Pakistan has enjoyed an active tea- and coffeehouse culture for decades, and institutions such as the Pak Tea House in Lahore became infamous for the political debates and gatherings of literary figures that took place inside. However, condemned as old-fashioned by those in their 20s and 30s, many of the older tea shops have fallen into disrepair and lost the high-caliber clientele for which they were once known. The traditional teahouses may have taken with them a piece of Pakistani heritage, but the spaces they leave, both physical and functional, offer unrivaled opportunities to companies more in tune with the demands of modern society. Costa Coffee and the Indian chain Café Coffee Day have already made tentative steps into the Pakistani market, and others appear set to follow.

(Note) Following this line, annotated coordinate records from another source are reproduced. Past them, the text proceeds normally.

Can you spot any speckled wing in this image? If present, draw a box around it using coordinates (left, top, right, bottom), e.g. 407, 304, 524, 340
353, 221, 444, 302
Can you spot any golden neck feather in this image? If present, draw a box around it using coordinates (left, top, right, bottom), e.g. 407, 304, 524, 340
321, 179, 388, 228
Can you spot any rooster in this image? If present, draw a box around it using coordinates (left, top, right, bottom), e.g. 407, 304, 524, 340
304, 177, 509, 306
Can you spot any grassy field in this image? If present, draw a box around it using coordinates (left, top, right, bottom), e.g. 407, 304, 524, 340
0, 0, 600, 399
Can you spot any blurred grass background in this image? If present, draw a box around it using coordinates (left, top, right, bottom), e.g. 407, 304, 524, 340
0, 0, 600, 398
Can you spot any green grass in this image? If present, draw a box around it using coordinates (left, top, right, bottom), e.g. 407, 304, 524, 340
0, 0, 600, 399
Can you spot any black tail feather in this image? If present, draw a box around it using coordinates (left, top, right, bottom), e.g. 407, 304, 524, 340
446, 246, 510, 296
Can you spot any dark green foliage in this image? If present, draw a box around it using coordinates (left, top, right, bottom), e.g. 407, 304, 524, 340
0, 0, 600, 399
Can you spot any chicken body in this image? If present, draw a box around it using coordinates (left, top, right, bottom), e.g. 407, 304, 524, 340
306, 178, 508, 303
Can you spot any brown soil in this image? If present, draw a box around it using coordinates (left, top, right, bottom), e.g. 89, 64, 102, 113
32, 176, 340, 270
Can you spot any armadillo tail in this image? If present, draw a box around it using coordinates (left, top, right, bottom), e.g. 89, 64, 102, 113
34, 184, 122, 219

The long-term viability of tea production in Pakistan will inevitably depend on its security situation; both Baluchistan and the North-West Frontier Province in which Mansehra falls have experienced ongoing instability as a side effect of the conflict in Afghanistan. However, a large population in need of sustainable employment, plentiful land suitable for tea cultivation, and a large domestic market that increasingly demands regular, cheap supplies of a consistent-quality product gives the fledgling Pakistani tea industry a reasonable chance of success. Providing that government interest and investment in the industry can be maintained over the next decade, we may all soon think nothing of blending Baluchi or Mansehran teas with those from Darjeeling or Assam to create a truly subcontinental blend.